Is threatening an ally business as usual? Tell me about all the times that recent presidents threatened a NATO ally...

Things change. Allies just used to be threatened in private. Even today, the UK, Canada, and others are supporting the US and Israel in taking down the regime.

I’m not suggesting things haven’t or can’t change, but I am suggesting we haven’t seen any pivotal turning points, at least not yet.


We have, they were just a long time ago, and people are only just now noticing because Obama and Biden were relatively restrained and Trump I was simply incompetent.

But all the things that allow Trump to do that he's doing happened a long time ago


I get where you're coming from. Every US administration has been corrupt, flaunted the constitution, started illegal wars (at least in the last 100 years or so)

It does kind of drive me nuts that people don't remember Bush very well, and give Obama and Biden passes on their own crimes.

That said, i do honestly believe that Trump has taken the level of corruption and abject cruelty to a new level. But this was inevitable; both parties have spent 50 years building this reality. I won't be surprised when the next Democrat also deports millions and starts illegal wars.


I don't disagree with you, in general. My point here only was that I don't think the specific language used is correct. For me a turning point would be like, the Japanese declaring war on the United States and attacking Pearl Harbor, or Napoleon being defeated by the Duke, or the French Revolution, or something more along those lines. Bombing Iran (we've done stuff like that before), arresting Maduro - Noriega (sp?), federal vs state standoffs - yep done that before.

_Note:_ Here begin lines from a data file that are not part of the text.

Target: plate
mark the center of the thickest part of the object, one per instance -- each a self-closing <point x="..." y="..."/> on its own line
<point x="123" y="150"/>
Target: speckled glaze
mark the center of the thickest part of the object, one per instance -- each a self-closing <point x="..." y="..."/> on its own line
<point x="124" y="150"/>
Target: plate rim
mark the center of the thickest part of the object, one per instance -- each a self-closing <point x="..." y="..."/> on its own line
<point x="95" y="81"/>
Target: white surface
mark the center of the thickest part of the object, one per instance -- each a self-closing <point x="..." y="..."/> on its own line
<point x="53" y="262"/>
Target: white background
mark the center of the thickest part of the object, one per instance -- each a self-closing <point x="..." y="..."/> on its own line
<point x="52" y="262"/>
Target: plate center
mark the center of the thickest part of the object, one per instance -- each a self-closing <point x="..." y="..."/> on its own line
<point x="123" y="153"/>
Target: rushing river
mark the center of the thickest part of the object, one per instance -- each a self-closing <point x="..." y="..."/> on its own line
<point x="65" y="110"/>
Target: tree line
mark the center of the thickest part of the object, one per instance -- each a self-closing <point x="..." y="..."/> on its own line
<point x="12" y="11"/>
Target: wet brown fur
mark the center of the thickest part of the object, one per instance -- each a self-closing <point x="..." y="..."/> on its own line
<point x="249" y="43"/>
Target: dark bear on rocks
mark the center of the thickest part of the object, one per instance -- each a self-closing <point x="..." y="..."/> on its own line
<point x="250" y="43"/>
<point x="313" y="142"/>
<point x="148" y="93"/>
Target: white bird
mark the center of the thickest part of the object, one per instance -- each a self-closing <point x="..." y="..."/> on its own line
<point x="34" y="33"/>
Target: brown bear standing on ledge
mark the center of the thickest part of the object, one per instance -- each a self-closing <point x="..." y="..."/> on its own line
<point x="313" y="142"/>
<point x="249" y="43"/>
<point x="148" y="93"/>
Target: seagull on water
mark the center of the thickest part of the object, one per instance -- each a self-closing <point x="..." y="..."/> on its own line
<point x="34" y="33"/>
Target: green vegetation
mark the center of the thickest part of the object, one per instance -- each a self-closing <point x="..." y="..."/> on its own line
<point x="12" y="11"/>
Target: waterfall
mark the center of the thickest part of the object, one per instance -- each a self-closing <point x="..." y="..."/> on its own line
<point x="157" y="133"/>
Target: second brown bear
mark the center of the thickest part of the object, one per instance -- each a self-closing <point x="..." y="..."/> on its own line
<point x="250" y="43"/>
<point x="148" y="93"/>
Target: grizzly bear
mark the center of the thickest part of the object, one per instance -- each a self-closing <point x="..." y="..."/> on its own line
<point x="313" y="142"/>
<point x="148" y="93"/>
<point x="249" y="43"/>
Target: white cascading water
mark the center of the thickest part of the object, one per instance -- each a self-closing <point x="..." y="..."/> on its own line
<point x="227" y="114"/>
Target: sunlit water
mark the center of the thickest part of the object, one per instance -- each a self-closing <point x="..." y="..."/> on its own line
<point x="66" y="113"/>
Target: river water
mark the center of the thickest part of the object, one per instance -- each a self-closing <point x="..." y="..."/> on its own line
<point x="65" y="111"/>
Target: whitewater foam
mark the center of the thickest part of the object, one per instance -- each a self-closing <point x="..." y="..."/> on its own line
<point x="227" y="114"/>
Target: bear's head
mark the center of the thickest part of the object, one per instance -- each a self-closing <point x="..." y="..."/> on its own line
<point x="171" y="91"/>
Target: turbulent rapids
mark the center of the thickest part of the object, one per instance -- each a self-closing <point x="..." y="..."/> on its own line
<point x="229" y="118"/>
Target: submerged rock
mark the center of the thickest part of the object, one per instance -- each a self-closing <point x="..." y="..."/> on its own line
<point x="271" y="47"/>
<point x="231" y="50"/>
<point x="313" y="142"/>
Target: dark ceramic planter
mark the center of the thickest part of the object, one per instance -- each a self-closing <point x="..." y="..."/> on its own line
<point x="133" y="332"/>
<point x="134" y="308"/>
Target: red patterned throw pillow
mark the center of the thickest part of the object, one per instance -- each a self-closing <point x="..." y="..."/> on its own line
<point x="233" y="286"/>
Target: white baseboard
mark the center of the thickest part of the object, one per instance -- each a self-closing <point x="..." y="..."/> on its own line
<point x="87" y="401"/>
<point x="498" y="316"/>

Largely this is the routine mess of democracy, and it's heightened and more exposed because it's the United States of America and also because our republic has 340 million people from all over the world - there's going to be some differences of opinion.

Of course "this time" can be different for these things but I'm not sure I've seen anything I'd construe as a turning point or significant change or anything quite like that.